Installation and Deployment of Spark-TTS A Beginner-Friendly Guide for Zero-Basics Users | pyVideoTrans Official - Open Source Free Video Translation & Dubbing Software pyvideotrans.com pyvideotrans github github.com/jianchang512/pyvideotrans

Spark-TTS is a recently high-profile open-source voice cloning project, jointly developed by multiple universities including the Hong Kong University of Science and Technology, Northwestern Polytechnical University, and Shanghai Jiao Tong University. Based on local testing, its performance is on par with F5-TTS.

Spark-TTS supports Chinese and English voice cloning, and its installation and deployment process is not complicated. This article details how to install and deploy it, and how to modify it to be compatible with the F5-TTS API interface, enabling direct use in the F5-TTS dubbing channel of the pyVideoTrans software.

Prerequisites: Ensure Python 3.10, 3.11, or 3.12 is installed.

1. Download Spark-TTS Source Code

First, create a folder on a non-system drive (e.g., D:/spark) using only English letters or numbers. The requirement for English/numeric names and a non-system drive is to minimize potential errors related to Chinese characters, permissions, etc.

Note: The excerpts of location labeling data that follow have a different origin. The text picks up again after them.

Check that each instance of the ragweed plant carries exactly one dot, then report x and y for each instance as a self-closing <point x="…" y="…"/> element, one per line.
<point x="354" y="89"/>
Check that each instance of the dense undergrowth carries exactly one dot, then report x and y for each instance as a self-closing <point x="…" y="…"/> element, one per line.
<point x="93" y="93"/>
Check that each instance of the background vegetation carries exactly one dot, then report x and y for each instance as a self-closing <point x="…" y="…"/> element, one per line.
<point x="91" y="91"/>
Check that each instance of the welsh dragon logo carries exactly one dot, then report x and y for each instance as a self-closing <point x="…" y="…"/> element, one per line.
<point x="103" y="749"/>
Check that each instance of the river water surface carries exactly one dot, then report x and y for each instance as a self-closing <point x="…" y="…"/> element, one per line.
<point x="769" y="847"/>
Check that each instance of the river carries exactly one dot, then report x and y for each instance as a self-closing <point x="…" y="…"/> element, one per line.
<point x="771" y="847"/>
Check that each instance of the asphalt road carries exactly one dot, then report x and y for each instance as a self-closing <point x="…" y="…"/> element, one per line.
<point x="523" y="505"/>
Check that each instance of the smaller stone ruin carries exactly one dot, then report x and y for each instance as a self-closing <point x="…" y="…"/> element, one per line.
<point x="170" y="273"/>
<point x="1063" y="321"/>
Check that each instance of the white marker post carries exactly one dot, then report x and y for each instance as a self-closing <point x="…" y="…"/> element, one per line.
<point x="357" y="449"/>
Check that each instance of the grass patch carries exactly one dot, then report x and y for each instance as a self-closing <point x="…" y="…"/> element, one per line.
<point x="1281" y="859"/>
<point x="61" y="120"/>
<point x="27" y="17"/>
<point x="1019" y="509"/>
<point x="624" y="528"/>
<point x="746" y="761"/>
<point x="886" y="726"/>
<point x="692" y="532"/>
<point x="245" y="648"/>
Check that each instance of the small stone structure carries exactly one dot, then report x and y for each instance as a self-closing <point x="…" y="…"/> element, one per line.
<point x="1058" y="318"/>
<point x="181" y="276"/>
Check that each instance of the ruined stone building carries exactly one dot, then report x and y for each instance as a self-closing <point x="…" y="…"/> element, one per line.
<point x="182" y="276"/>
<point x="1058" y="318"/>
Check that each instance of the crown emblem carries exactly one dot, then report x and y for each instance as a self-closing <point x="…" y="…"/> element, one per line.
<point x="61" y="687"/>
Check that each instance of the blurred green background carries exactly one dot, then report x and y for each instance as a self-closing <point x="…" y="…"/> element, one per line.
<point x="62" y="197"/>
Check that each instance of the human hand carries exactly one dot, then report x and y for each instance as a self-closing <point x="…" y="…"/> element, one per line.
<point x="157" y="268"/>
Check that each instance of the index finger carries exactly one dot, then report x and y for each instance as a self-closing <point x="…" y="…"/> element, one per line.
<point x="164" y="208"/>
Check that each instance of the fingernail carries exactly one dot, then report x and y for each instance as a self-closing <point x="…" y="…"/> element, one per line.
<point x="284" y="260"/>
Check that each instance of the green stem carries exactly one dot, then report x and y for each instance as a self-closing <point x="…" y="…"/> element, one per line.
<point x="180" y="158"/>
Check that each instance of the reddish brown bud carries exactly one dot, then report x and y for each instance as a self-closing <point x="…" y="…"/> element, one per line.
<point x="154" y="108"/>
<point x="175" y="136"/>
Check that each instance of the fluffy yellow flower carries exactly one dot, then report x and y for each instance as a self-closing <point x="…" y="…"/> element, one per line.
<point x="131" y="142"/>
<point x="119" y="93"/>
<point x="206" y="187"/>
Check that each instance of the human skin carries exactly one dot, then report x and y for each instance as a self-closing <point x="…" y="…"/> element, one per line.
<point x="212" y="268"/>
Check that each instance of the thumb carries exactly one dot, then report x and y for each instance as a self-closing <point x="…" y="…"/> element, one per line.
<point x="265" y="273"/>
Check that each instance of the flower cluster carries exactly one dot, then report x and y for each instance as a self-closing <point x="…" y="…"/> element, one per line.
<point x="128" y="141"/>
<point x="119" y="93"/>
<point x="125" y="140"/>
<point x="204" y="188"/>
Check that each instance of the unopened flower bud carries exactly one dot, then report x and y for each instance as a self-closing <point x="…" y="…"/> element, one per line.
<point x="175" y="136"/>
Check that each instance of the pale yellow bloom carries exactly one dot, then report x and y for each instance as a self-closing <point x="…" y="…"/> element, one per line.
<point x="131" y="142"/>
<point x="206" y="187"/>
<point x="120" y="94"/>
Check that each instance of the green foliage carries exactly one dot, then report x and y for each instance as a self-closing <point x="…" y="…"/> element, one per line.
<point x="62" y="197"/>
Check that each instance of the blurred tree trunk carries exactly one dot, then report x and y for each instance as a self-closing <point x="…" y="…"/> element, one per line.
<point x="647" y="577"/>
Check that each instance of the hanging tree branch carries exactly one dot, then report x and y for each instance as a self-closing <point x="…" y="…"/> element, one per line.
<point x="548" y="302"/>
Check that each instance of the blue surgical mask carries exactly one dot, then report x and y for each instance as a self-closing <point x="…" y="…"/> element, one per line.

Then, visit the official Spark-TTS code repository: https://github.com/SparkAudio/Spark-TTS

As shown below, click to download the source code ZIP file:

Click to download the source code zip file

After downloading, extract the contents and copy all files and folders into the D:/spark folder. The directory structure after copying should look like this:

Directory structure after copying

2. Create a Virtual Environment and Install Dependencies

Create a Virtual Environment

In the address bar of this folder, type cmd and press Enter. In the opened black terminal window, execute the following command:

bash

python -m venv venv

As shown:

Clear the folder address bar, type cmd, and press Enter

Execute the command

After execution, a venv folder will appear in the D:/spark directory:

A venv directory appears after success

Note: If you see an error like 'python' is not recognized as an internal or external command, it means Python is not installed or not added to the system environment variables. Please refer to relevant articles to install Python.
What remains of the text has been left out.